Plans by HM Revenue and Customs (HMRC) to scrutinise the record keeping of smaller firms could prove costly for many enterprises, it has been claimed.

In its response to HMRC's consultation on the proposals, the Institute of Chartered Accountants of Scotland (ICAS) said that the plans are flawed.

Under the new regime, as many as 50,000 small businesses could come under HMRC scrutiny as a way of making sure their business records meet minimum reporting standards.

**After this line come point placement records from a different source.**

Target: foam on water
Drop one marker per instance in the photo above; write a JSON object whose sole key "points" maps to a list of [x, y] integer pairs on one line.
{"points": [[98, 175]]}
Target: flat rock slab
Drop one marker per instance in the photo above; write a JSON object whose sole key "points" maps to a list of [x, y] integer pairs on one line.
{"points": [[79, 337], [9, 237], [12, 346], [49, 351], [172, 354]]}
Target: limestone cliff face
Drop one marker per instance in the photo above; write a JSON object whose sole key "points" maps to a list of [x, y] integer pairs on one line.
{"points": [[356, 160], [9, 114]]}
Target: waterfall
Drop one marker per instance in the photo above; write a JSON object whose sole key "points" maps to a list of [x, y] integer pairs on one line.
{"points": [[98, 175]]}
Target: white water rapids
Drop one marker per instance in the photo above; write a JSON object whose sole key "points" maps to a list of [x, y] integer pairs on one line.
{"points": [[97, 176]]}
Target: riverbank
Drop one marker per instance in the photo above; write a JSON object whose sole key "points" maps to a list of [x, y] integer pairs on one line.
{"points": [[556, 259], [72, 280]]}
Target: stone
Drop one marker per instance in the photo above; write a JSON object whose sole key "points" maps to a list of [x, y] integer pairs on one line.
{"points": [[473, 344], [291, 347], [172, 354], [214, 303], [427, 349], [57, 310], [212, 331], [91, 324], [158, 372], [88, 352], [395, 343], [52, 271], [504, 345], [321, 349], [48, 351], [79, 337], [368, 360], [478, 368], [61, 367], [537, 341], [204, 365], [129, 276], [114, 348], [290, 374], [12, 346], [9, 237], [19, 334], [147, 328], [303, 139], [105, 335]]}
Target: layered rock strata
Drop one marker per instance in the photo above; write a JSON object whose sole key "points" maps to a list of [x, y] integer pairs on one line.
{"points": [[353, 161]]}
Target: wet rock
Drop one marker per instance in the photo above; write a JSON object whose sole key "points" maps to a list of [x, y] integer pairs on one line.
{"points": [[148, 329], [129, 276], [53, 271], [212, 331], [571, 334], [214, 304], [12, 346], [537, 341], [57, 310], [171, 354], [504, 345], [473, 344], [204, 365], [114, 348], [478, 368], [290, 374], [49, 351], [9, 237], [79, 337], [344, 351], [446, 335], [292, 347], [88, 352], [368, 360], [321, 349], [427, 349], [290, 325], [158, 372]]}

If not, a fine of up to £3,000 could be imposed.

However, the ICAS argued that HMRC's assumptions about the spread of poor record keeping among smaller firms are unsubstantiated and that the estimated costs of the scheme are being massively understated.

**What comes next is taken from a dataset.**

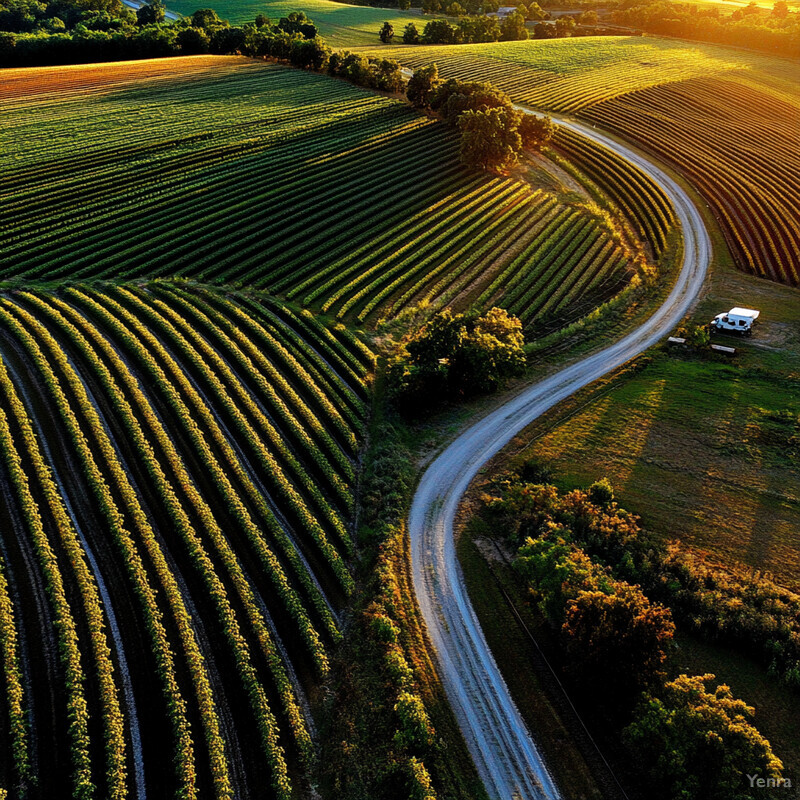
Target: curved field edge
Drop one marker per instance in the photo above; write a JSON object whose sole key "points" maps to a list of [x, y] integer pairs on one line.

HMRC has calculated that each visit, on average lasting half a day, would cost a business £54.

The ICAS, on the other hand, believes that, given the level of disruption that a visit will entail, the actual cost will be ten times as great, approaching somewhere nearer £560.

Ian Dewar, convenor of the ICAS small business tax sub-committee, said that the attitude of the tax authorities that SMEs with poor records have chosen to have poor records is a misconception.

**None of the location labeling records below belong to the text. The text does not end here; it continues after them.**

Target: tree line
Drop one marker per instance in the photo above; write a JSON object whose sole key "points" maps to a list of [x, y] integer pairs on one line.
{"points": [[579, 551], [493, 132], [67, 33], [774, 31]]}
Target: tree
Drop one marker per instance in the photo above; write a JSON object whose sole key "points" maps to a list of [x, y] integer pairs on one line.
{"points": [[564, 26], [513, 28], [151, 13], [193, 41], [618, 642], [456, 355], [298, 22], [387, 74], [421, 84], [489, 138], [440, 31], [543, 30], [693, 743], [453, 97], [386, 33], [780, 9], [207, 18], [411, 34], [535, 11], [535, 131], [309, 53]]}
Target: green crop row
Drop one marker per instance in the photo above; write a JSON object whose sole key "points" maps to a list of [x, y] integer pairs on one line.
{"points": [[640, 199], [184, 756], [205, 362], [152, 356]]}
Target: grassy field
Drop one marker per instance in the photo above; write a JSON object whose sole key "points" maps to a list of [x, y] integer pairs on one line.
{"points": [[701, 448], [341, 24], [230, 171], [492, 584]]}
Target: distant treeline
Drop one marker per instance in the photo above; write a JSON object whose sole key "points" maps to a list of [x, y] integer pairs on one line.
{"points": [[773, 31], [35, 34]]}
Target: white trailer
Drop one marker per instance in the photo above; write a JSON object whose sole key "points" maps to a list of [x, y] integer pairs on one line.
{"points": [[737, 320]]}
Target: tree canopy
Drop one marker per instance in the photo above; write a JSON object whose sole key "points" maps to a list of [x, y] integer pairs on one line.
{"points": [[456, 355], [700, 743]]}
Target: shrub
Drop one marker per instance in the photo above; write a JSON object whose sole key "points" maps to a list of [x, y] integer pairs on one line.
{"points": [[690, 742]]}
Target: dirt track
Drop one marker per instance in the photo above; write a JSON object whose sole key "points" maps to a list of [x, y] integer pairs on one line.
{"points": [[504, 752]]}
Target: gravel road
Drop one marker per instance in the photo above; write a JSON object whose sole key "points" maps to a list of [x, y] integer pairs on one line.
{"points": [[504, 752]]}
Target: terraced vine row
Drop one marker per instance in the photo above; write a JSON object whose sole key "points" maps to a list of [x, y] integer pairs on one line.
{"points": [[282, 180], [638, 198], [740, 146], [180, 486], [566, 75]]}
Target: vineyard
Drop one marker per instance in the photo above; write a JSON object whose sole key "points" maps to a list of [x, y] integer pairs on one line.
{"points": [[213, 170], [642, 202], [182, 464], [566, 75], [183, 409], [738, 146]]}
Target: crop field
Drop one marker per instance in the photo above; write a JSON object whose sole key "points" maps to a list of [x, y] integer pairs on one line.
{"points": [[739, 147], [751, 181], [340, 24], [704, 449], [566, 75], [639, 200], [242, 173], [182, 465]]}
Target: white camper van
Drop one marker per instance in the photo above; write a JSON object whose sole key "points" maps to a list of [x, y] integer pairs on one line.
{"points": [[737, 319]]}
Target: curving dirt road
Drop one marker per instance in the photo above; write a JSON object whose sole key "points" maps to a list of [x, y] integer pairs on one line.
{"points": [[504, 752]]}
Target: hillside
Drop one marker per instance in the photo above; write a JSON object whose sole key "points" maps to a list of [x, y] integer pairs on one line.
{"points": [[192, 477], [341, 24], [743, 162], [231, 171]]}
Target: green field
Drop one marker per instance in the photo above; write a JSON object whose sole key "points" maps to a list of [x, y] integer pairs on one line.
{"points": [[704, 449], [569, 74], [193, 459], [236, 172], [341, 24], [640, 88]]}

He continued: "Those with the courage and tenacity to embark on new business ventures are forced to battle from the outset against a mass of Government regulation and red tape. Typically they don't go into business because of their record keeping skills.

"HMRC should be looking for positive ways of encouraging taxpayers to maintain adequate records, rather than adopting a big-stick approach that we believe will cost owner managers a lot of resource that could have been better directed towards growing their businesses."

The ICAS wants the first of any HMRC business record checks to be penalty-free, with the tax body simply providing practical advice or a warning if appropriate.